Óscar Dominguez


La fauna mundial se enriqueció con un nuevo espécimen: los llamados lujoréxicos, esos bichos raros que van por la vida dándose lujos estrafalarios y costosos. Respirándole en la nuca a los anteriores, vegetan los famosos que también forman una tribu aparte.
El jet set de la aldea global produce esta tribu de esclavos del esplendor absoluto que tienen la excentricidad y la vanidad por cárcel. Las plantas de sus manos decoran salones y calles de la fama. Se dan gusto, compran, y, si les queda tiempo, existen. Vivir para darse gusto es el credo de los lujoréxicos.
Algunos íconos: La cantante Madonna exige para sus conciertos que le construyan sanitarios portátiles para ella solita. Nada de compartir sus rockeros glúteos con nadie.
Victoria Beckham, la mujer de David, el astro inglés en el ocaso de sus goles, solía visitar un barrio madrileño para comprar sus papas fritas preferidas, muy populares en Londres.
Su esposo David no se queda atrás: mensualmente compra mil libras en ropa interior de la marca Calvin Klein. Sus calzoncillos, pues, solo tienen una oportunidad sobre la intimidad del metrosexual jugador.
Buenos para nada, los "lujoréxicos" tienen a su servicio gente que haga las cosas por ellos.
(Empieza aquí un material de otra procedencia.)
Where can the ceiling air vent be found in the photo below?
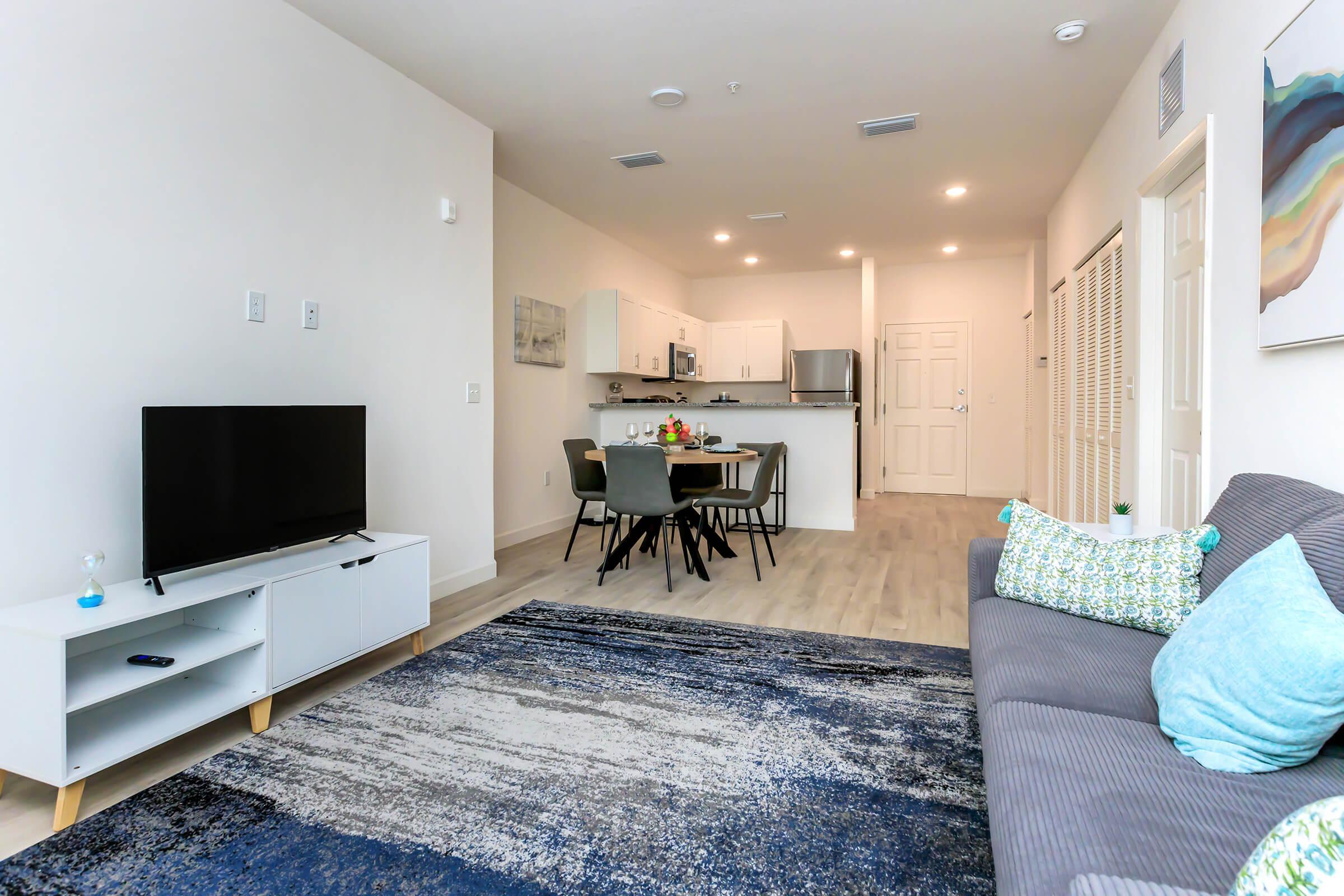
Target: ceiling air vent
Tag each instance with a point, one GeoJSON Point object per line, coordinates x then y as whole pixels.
{"type": "Point", "coordinates": [1171, 90]}
{"type": "Point", "coordinates": [640, 160]}
{"type": "Point", "coordinates": [889, 125]}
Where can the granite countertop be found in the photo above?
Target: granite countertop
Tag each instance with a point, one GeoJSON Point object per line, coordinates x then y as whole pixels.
{"type": "Point", "coordinates": [605, 406]}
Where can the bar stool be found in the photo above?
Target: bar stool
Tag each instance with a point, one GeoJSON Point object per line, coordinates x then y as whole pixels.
{"type": "Point", "coordinates": [777, 491]}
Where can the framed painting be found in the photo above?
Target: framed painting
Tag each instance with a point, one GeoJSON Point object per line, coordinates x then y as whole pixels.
{"type": "Point", "coordinates": [1301, 296]}
{"type": "Point", "coordinates": [538, 332]}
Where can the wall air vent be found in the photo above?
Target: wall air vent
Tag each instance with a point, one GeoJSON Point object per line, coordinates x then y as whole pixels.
{"type": "Point", "coordinates": [1171, 90]}
{"type": "Point", "coordinates": [640, 160]}
{"type": "Point", "coordinates": [879, 127]}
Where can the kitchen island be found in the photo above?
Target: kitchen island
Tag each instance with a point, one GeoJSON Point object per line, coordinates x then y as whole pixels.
{"type": "Point", "coordinates": [823, 479]}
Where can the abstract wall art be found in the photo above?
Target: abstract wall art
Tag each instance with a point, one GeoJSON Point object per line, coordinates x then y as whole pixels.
{"type": "Point", "coordinates": [1301, 297]}
{"type": "Point", "coordinates": [538, 332]}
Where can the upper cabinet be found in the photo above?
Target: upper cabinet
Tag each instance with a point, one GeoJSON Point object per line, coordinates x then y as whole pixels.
{"type": "Point", "coordinates": [746, 352]}
{"type": "Point", "coordinates": [628, 335]}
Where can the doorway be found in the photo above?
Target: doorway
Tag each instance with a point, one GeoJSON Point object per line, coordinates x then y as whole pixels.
{"type": "Point", "coordinates": [1183, 292]}
{"type": "Point", "coordinates": [926, 408]}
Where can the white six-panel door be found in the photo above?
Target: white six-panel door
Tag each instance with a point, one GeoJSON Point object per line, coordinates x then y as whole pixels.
{"type": "Point", "coordinates": [926, 406]}
{"type": "Point", "coordinates": [1097, 383]}
{"type": "Point", "coordinates": [1182, 340]}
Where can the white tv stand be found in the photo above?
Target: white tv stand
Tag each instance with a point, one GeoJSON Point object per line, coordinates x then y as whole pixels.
{"type": "Point", "coordinates": [240, 633]}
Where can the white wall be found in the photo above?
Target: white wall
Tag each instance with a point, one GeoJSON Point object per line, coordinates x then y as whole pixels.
{"type": "Point", "coordinates": [546, 254]}
{"type": "Point", "coordinates": [820, 311]}
{"type": "Point", "coordinates": [1271, 412]}
{"type": "Point", "coordinates": [165, 157]}
{"type": "Point", "coordinates": [988, 295]}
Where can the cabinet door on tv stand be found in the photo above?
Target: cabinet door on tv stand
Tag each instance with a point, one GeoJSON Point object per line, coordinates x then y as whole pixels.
{"type": "Point", "coordinates": [314, 622]}
{"type": "Point", "coordinates": [393, 594]}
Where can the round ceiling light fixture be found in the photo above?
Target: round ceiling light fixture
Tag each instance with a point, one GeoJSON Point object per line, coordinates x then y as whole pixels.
{"type": "Point", "coordinates": [667, 97]}
{"type": "Point", "coordinates": [1070, 31]}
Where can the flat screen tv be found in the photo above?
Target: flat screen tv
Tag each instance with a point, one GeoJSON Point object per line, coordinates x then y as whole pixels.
{"type": "Point", "coordinates": [223, 483]}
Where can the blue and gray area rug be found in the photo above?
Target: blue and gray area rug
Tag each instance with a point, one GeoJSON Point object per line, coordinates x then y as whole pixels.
{"type": "Point", "coordinates": [570, 750]}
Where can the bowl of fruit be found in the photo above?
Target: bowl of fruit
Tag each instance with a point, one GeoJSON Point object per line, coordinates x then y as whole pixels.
{"type": "Point", "coordinates": [674, 432]}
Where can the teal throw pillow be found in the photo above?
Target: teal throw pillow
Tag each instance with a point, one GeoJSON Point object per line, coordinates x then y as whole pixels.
{"type": "Point", "coordinates": [1303, 856]}
{"type": "Point", "coordinates": [1254, 680]}
{"type": "Point", "coordinates": [1141, 584]}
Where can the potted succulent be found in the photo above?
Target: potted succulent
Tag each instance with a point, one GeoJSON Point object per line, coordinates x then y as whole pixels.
{"type": "Point", "coordinates": [1121, 520]}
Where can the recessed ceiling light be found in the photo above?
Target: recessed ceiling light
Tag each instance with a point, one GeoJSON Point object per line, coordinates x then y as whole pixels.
{"type": "Point", "coordinates": [1070, 31]}
{"type": "Point", "coordinates": [667, 97]}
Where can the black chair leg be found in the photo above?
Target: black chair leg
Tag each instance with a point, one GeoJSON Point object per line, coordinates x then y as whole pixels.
{"type": "Point", "coordinates": [752, 535]}
{"type": "Point", "coordinates": [606, 558]}
{"type": "Point", "coordinates": [576, 531]}
{"type": "Point", "coordinates": [667, 554]}
{"type": "Point", "coordinates": [765, 531]}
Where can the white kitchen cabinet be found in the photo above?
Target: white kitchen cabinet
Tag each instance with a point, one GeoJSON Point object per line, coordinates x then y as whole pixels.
{"type": "Point", "coordinates": [746, 352]}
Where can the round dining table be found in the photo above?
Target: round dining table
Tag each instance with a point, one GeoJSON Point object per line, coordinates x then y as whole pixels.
{"type": "Point", "coordinates": [687, 521]}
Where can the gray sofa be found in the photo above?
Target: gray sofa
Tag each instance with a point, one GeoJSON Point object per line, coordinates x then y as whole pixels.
{"type": "Point", "coordinates": [1086, 794]}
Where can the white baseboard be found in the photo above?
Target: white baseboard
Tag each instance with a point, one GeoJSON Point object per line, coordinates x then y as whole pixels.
{"type": "Point", "coordinates": [535, 531]}
{"type": "Point", "coordinates": [461, 581]}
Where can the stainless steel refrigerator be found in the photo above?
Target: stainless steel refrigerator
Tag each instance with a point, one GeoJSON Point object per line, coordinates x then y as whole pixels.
{"type": "Point", "coordinates": [824, 375]}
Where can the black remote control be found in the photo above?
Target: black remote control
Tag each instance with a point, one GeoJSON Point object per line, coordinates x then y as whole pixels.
{"type": "Point", "coordinates": [147, 660]}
Para las vedetes, tener un ejército de guardaespaldas que espían hasta sus mínimas cabriolas eróticas, es signo de señorío.
El príncipe Carlos de Inglaterra tiene entre su séquito a un flemático súbdito encargado de la extenuante tarea de ponerle crema dental a su real cepillo.Jennifer López no cae en brazos de Morfeo si la habitación no está toda de blanco hasta los pies vestida. Que no falte una iluminación especial que no vaya a incomodar sus hermosas y repetidas pupilas.
Vamos cómo se desenvuelven los famosos, parientes cercanos de la lujoréxicos.
Ambos detestan que los persigan los paparazizi. Detestan más que no los sigan.
Antes de salir a la pasarela, ante el espejo, se dan besitos de felicitación por existir y ser tan bellos o inteligentes.
Coleccionistas de cirugías plásticas, sonríen, aunque no en exceso, para evitar que se les noten o se les descosan los puntos de la operación.
Hacen toda clase de esguinces para que la humanidad se entere de la última joya comprada en el Wall Street de su excentricidad. Se dan trazas para que el Mont Blanc con el que firman la cuenta o destituyen algún mayordomo infidente, esté visible.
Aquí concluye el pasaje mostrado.